The vast majority of marketers are cutting their marketing budgets saying that they don’t have the money since COVID-19.
From a survey of 477 UK marketers, just 7% stated that their brands are taking a strategic approach to invest more in marketing during the coronavirus pandemic. The vast majority have been forced to maintain or cut spend in the face of business disruption.
That compares to 29% who state that their approach is to maintain their spend and 50% who state they are making cuts so they can survive the storm.
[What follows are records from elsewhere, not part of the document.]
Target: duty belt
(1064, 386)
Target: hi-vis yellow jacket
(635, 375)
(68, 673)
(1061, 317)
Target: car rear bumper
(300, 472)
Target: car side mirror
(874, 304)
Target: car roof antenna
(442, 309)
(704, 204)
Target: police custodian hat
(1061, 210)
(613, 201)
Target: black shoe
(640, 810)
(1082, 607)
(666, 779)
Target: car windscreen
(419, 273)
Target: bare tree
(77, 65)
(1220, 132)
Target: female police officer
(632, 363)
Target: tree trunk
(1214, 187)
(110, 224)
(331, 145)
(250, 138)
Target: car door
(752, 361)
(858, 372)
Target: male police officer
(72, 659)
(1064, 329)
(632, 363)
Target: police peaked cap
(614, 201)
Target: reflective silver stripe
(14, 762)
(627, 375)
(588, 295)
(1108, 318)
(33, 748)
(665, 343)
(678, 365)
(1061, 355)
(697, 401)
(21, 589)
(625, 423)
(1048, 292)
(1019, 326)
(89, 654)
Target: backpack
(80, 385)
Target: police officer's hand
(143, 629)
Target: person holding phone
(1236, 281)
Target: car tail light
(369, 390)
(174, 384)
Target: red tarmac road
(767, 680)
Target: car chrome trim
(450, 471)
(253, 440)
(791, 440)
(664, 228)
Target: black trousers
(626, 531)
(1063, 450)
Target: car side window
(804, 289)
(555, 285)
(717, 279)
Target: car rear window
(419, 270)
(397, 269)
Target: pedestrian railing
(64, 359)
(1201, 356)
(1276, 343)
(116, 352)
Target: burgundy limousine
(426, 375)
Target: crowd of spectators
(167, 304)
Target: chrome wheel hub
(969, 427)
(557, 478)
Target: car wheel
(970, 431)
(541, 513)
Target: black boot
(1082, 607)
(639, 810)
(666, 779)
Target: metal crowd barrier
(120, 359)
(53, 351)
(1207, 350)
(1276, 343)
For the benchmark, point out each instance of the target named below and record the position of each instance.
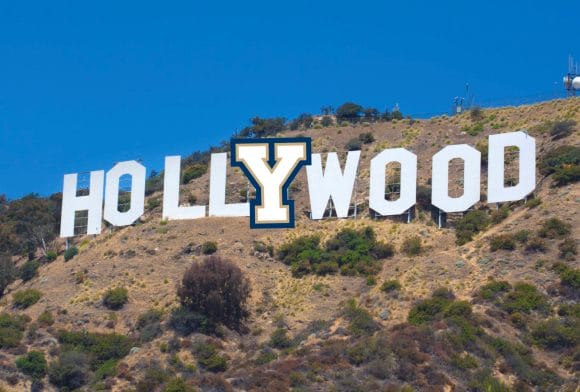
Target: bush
(114, 299)
(360, 321)
(7, 272)
(149, 325)
(348, 111)
(351, 251)
(492, 290)
(279, 338)
(45, 319)
(217, 289)
(534, 202)
(499, 215)
(391, 285)
(265, 356)
(366, 137)
(566, 175)
(554, 228)
(178, 384)
(33, 364)
(353, 144)
(564, 163)
(424, 197)
(472, 223)
(70, 371)
(502, 241)
(11, 329)
(429, 309)
(185, 322)
(561, 129)
(568, 248)
(535, 245)
(25, 298)
(70, 253)
(524, 298)
(412, 246)
(193, 172)
(50, 256)
(209, 247)
(208, 358)
(555, 334)
(99, 347)
(522, 236)
(28, 270)
(106, 370)
(569, 276)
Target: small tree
(7, 272)
(114, 299)
(349, 111)
(217, 289)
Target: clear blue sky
(87, 84)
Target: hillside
(470, 341)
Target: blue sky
(86, 84)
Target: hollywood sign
(272, 164)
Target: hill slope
(149, 259)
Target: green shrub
(11, 329)
(412, 246)
(559, 157)
(428, 310)
(265, 356)
(472, 223)
(535, 245)
(568, 248)
(366, 137)
(106, 370)
(502, 241)
(522, 236)
(208, 358)
(32, 364)
(178, 384)
(566, 175)
(484, 382)
(193, 172)
(561, 129)
(351, 251)
(209, 247)
(280, 339)
(569, 276)
(492, 290)
(564, 163)
(70, 372)
(50, 256)
(391, 285)
(28, 270)
(7, 272)
(99, 347)
(115, 298)
(524, 298)
(464, 362)
(25, 298)
(360, 321)
(353, 144)
(149, 325)
(534, 202)
(554, 228)
(555, 334)
(499, 215)
(45, 319)
(70, 253)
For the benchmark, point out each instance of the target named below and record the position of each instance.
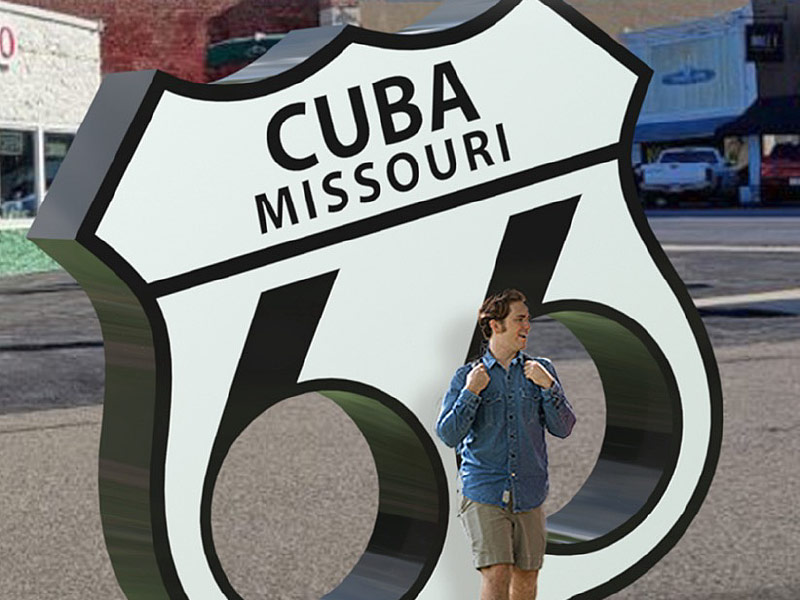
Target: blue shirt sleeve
(458, 410)
(559, 418)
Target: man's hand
(477, 379)
(538, 374)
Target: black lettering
(461, 99)
(387, 110)
(451, 159)
(275, 145)
(329, 188)
(369, 182)
(312, 209)
(501, 136)
(265, 208)
(391, 172)
(473, 151)
(329, 132)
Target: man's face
(512, 332)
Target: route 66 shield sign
(333, 215)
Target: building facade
(49, 74)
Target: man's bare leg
(523, 584)
(496, 581)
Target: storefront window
(55, 149)
(17, 174)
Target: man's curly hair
(497, 306)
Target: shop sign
(8, 45)
(764, 42)
(11, 143)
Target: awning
(766, 115)
(680, 130)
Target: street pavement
(743, 543)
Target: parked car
(780, 173)
(684, 173)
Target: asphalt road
(743, 544)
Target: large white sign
(339, 222)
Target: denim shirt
(500, 433)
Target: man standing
(495, 414)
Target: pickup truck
(687, 172)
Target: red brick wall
(172, 35)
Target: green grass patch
(18, 255)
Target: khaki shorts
(499, 536)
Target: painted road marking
(724, 248)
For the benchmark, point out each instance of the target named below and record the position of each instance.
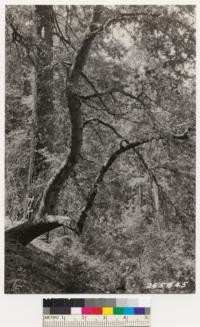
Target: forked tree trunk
(29, 230)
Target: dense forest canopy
(100, 142)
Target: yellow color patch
(107, 311)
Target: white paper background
(26, 310)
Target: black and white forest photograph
(100, 110)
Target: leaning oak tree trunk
(27, 231)
(42, 122)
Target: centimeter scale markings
(96, 312)
(95, 321)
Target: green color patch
(118, 311)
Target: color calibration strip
(96, 312)
(96, 306)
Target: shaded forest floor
(30, 270)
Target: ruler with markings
(95, 321)
(96, 312)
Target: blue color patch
(139, 311)
(129, 311)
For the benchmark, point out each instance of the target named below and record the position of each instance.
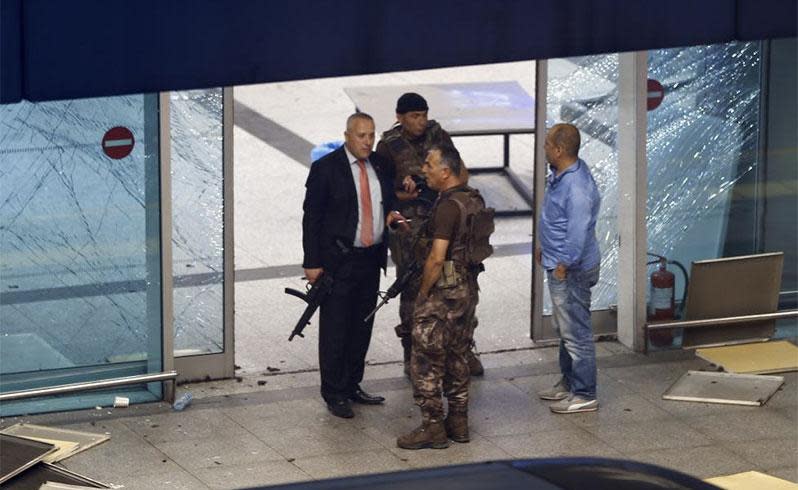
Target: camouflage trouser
(442, 334)
(402, 253)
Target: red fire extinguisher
(663, 304)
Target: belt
(364, 251)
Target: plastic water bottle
(182, 402)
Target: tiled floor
(240, 434)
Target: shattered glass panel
(703, 159)
(584, 91)
(79, 240)
(197, 221)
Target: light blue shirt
(378, 220)
(568, 219)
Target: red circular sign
(118, 142)
(656, 92)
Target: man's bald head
(566, 136)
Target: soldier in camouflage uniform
(444, 310)
(406, 145)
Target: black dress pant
(343, 335)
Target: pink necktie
(366, 225)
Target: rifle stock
(399, 285)
(315, 296)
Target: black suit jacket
(331, 208)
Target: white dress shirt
(378, 220)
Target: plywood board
(63, 449)
(83, 440)
(751, 480)
(732, 286)
(18, 454)
(725, 388)
(42, 473)
(758, 358)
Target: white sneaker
(575, 404)
(556, 393)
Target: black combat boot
(430, 434)
(456, 425)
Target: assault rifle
(399, 285)
(315, 296)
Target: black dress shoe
(360, 396)
(340, 408)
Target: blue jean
(571, 315)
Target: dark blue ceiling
(63, 49)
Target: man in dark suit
(349, 195)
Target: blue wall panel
(83, 48)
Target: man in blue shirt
(570, 254)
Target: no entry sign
(655, 94)
(118, 142)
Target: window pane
(584, 91)
(80, 276)
(197, 221)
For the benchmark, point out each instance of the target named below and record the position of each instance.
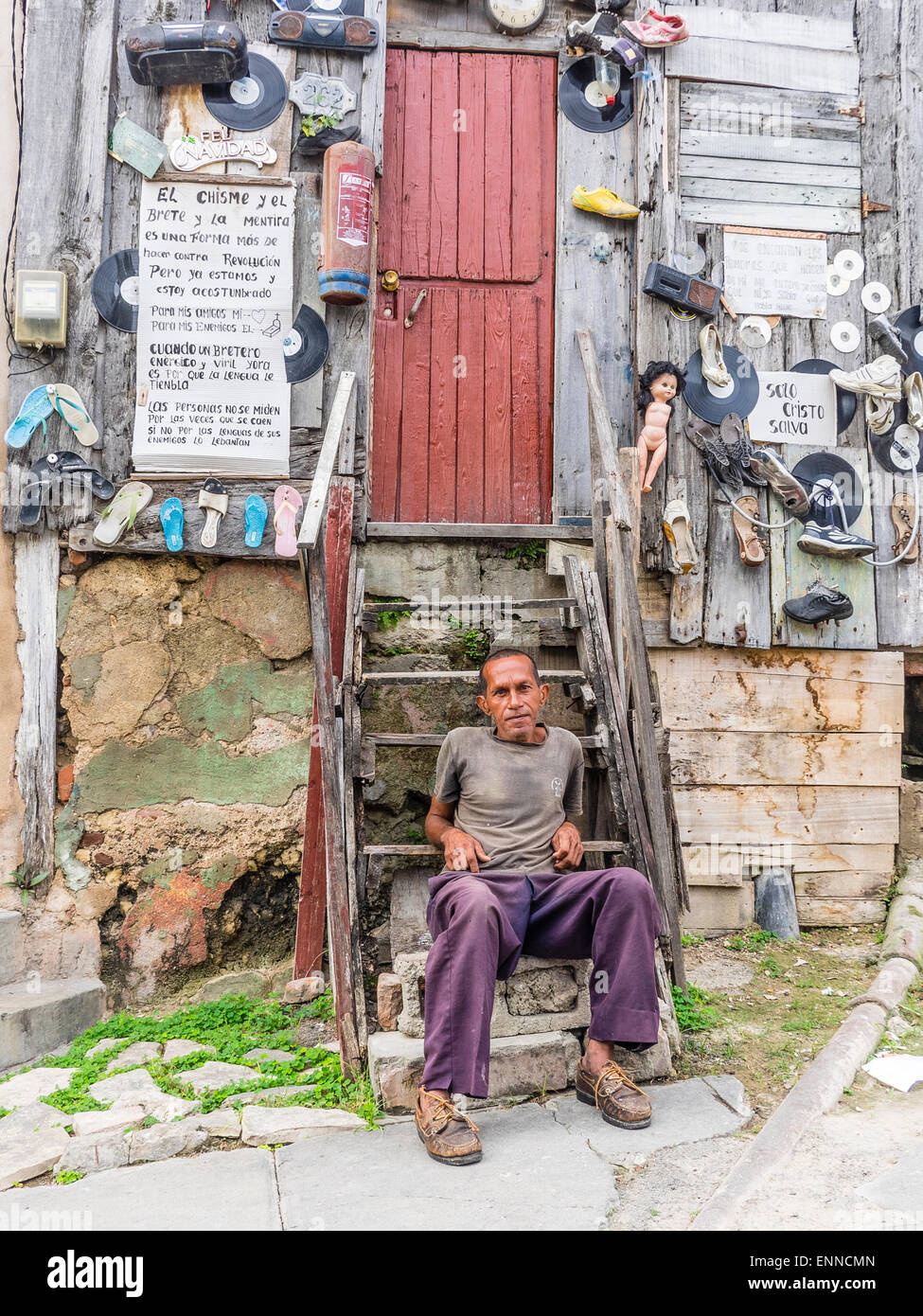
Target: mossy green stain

A further 14% feel it is too early to know what their strategic response to marketing will be.
When asked to describe how their organisations are making decisions, 27% confirmed their marketing strategy was based mostly on instinct, 13% stated it was mostly based on data, and 60% stating it was a balance of the two.
Looking at funding in specific areas, offline media is taking the biggest hit with 57% of marketers cutting their budgets in this area. However, 41% are maintaining their budgets and just 3% have increased.
In the digital marketing space, 32% are cutting budgets, 44% are maintaining and 24% are increasing their spend.
The data also suggests that finance and leadership teams across the business understand why investing in marketing might be important during the current crisis. They cite data from previous recessions indicating that those which stand out can emerge more strongly, but simply don’t have the budget to do so.
Almost half (46%) of respondents said that if they asked to increase media spend, there wouldn’t be any budget to spend. Some 32% of marketers stated that their finance department would ask them to prove the case before they would consider it, while just 13% felt that finance would ask for a plan on how to do it, before allowing them to proceed.
Shifting marketing priorities
Not only are budgets under pressure, but priorities are shifting. Almost a third (29%) of respondents confirmed they are making more investments in brand values, for example through charity donations.
A similar number are reallocating budgets from acquisition to retention, while 45% are changing their ads or their content to make them more relevant to the current situation. Almost half (47%) are shifting messaging to emphasise their digital fulfilment, products or services.
Brands are also shifting resources. Some 19% say they are switching from third parties to in-house, while 47% are shifting people between teams to meet new demands.
While the figures are a concern for many marketers, it is not all doom and gloom. There are some positive signs coming out of the new ways of working. Some 42% of marketers say they have seen innovation in customer communications, while 43% say they have made use of innovations in marketing messaging and branding that they might use post-outbreak.